La profilassi post-esposizione (PEP) con farmaci antiretrovirali è efficace se avviata entro 72 ore dall’esposizione, con efficacia massima nelle prime 2-4 ore. Per questo motivo la segnalazione immediata prevista dall’art. 277, comma 3 è fondamentale: il ritardo nella segnalazione può compromettere l’efficacia della PEP e aumentare il rischio di sieroconversione del lavoratore.
Chi è responsabile se durante l’emergenza biologica un lavoratore non autorizzato rientra nell’area senza DPI e si contagia?
La responsabilità ricade principalmente sul datore di lavoro, che avrebbe dovuto predisporre un piano di emergenza che impedisca fisicamente l’accesso di non autorizzati (es. segnaletica, blocchi dell’accesso) e formare tutti i lavoratori sulle procedure di evacuazione. In aggiunta, il preposto che non ha impedito il rientro non autorizzato può rispondere di violazione dell’art. 19, comma 1, lettera a) D.Lgs. 81/2008.

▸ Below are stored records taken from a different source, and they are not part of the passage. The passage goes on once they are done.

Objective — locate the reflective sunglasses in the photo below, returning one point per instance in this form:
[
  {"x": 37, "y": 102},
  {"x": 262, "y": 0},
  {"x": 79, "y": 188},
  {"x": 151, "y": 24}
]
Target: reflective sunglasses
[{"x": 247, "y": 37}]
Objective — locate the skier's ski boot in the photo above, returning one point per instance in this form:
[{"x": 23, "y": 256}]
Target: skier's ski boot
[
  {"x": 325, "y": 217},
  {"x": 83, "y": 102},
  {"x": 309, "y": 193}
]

Caio, infermiere di pronto soccorso, viene spruzzato negli occhi da sangue di un paziente di cui non si conosce lo stato sierologico: cosa deve fare immediatamente?
Caio deve immediatamente lavare abbondantemente gli occhi con acqua (stazione di lavaggio oculare ex art. 273 SIC), segnalare l’incidente al preposto o al medico competente (art. 277, comma 3 SIC), e accedere alla procedura aziendale di post-esposizione biologica. Il paziente fonte dovrebbe essere testato per HIV, HBV, HCV con il suo consenso. Il medico competente valuterà la necessità di profilassi (es. immunoglobuline anti-HBV + vaccino se il paziente è HBsAg positivo).